Czarna, leśna straż.

Czarna, leśna straż to korzenie umarłych brzóz. Zastygłe w bezruchu upodobniają się do wiedźm, olbrzymów, czarowników, psów i dzikich zwierząt. Ich ciemne kontury wyraźnie odcinają się od bieli i światłości brzeziny. Myślę, że strzegą ciszy, tej samej, która dla zwierząt i pradawnych  łowców była istotną częścią ich samych, tak ważną i naturalną jak woda i powietrze.

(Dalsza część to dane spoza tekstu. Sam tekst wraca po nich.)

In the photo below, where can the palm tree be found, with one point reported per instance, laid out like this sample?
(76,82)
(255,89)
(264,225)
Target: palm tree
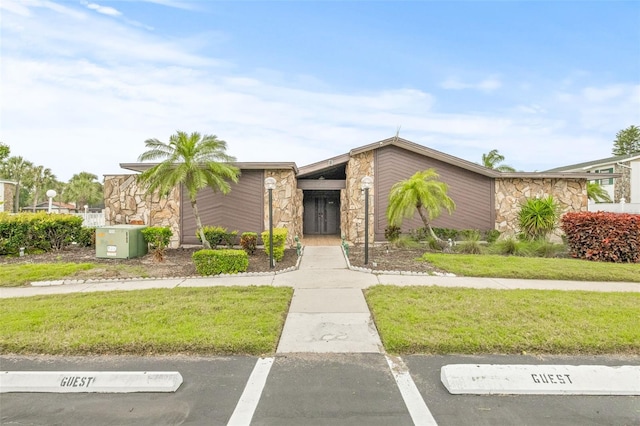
(196,161)
(83,189)
(493,158)
(597,193)
(41,179)
(422,192)
(18,170)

 http://iwaszko.fotopozytywy.pl/index.php?album=7&sort=1




czwartek, 18 grudnia 2014

Pejzaż bezludny.

O fotografiach pejzażowych, na których nie widać postaci ludzkiej, mówi się: "tu nie ma człowieka".
Myślę, że to nieprawda.
Fotograf, zanim naciśnie spust migawki, zaczyna od człowieczego zatrzymania, zachwytu, zapatrzenia.
Widz oglądający tak powstałe obrazy to przecież też człowiek.
Pusta i rozległa przestrzeń, zarówno ta rzeczywista, jak i ta zamknięta w kadrze fotogramu, pozostawia miejsce na nostalgię, marzenia, refleksję, zaprasza do wędrówki wgłąb człowieczego jestestwa.
Wpatrując się w taki pejzaż wpatrujemy się w siebie samych. To właśnie sprawia, że w pozornie bezludnym pejzażu człowiek jest obecny intensywnie i pięknie.



wtorek, 9 grudnia 2014

Szarość

 Nadbiebrzański pejzaż współtworzą mgły, zarówno te nadrzeczne, jak i  śródłączne, te jesienne i te zimowe. Wierzby, płoty są jakby zanurzone w tym zamgleniu. Barwy blekną, a kontrasty tracą wyrazistość. Drogi nikną tajemniczo w gęstych szarościach. Świat nie jest już oczywistością konkretu, granica jawy i snu zaciera się. Pejzaż przeistacza się w niemą, somnabuliczną wizję.

To tu kończą się słowa, a zaczyna nieme zapatrzenie w dal i zasłuchanie w ciszę. Taki pejzaż to misterium, można się w nim rozpłynąć, tak jak drzewa i ptaki. Można zawędrować w zagubione przestrzenie własnej duszy.





Link do mgieł w kolorze: http://iwaszko.fotopozytywy.pl/index.php?album=218&sort=1

czwartek, 4 grudnia 2014

Zimowe Kapice

Kalendarzowa zima jeszcze się nie rozpoczęła, ale do Kapic już zawitała . Jako pierwszy pojawił się mokrawy śnieg, po nim nadszedł mróz, a słońce przeważnie nie pokazywało się. Kiedy już wyszło z ukrycia, poświeciło, wyzłociło łąki i brzeziny. Następnego dnia, o poranku, wzeszło na krótko nad linię horyzontu, a potem niebo zaciągnęło się śniegowymi chmurami i znowu zrobiło się szaro.